Re: [discussion] Swap overcommitment recovery

Rik van Riel (H.H.vanRiel@phys.uu.nl)
Mon, 17 Aug 1998 20:28:18 +0200 (CEST)


On Sun, 16 Aug 1998, david wrote:

> Here are some of the ideas that have been tossed into the fray:
>
> - userland daemon
> - kernel thread

It doesn't have to be a special thread, it can run inside
kswapd's context. See the [PATCH] I posted sunday. If you
are interested in a solution, please test the patch.

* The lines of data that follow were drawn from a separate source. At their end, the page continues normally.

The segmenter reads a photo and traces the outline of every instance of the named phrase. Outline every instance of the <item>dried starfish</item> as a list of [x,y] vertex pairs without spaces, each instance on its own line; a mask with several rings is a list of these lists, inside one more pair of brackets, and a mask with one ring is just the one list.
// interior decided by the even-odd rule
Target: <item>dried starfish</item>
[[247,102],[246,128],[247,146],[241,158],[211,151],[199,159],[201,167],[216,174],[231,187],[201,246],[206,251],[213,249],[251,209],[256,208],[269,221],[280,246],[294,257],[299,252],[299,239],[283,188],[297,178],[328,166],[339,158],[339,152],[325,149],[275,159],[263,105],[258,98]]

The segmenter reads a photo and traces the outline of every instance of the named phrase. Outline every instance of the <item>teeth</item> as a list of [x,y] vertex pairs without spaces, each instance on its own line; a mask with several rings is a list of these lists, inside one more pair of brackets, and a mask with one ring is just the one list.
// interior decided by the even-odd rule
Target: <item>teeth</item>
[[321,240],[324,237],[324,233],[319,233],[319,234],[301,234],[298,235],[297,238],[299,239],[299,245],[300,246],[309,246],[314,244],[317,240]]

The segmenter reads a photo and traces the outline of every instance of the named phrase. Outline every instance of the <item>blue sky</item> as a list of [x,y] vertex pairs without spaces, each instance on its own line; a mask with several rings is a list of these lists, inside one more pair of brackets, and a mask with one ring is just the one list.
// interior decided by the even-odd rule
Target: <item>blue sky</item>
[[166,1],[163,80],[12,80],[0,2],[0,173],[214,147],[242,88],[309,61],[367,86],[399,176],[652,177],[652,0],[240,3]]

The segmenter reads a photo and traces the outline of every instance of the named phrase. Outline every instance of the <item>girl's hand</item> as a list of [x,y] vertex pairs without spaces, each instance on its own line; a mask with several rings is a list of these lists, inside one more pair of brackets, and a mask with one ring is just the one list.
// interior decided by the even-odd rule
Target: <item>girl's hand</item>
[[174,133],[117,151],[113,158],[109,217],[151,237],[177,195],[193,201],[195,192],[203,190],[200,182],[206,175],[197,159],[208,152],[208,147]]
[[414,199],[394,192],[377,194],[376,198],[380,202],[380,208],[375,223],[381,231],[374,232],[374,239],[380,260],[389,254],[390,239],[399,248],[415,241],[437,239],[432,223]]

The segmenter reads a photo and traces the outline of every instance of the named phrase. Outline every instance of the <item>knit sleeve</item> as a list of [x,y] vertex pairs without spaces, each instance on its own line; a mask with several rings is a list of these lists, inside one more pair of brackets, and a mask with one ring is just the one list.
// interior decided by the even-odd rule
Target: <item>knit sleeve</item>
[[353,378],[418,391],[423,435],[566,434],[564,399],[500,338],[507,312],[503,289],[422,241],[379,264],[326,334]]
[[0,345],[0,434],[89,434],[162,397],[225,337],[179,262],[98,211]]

As soon as I get reactions, I'll adjust the code, make it
sysctl tunable and generally beautify it. If nobody is
interested, I'll leave the code the quick and dirty way
it is now :)

> - let the user deal with it
>
> Well...let's go over these. A userland daemon sits under the same
> restrictions as all the other processes.
> Think Mr. Policeman with a foam baton giving out parking tickets in his
> little orange blinking light scooter.
>
> Now let's discuss implementing a means to accomplish this in the kernel.
> Let's toss out some ideas that have/have not been discussed.
>
> - kill the biggest ram sucker

Not always a good idea. The biggest ram sucker might have
been running for 2 weeks without doing any new allocations.
This means wasting 2 weeks of CPU time _and_ killing a
'good guy'.

> - kill the program requesting a page right now

Bad idea, this program might control some hardware (X) leading
to a system crash anyway.

> - start killing user programs until the condition clears leading to:
> - start killing root programs ... leading to:

This is a little bit crude, don't you think. Look at my patch for
a more subtle idea (which several people have thought about for
several months).

> - init is the only thing left, something must be really wrong, now is the
> time to attempt disable writes, sync, mount RO, call our internal reboot
> methods.

This part isn't implemented yet, but it should indeed be included.
Syncing and umounting the disks should almost guarantee a fast
system startup with minimal downtime.

> - intelligently kill the process(es):

See my patch.

> - put all processes to sleep and notify a userland identified process of
> the situation and let that process decide what to do based on what the
> user has in a configuration file. note, this process -must- have all
> it's pages previously allocated or it too is simply part of the problem.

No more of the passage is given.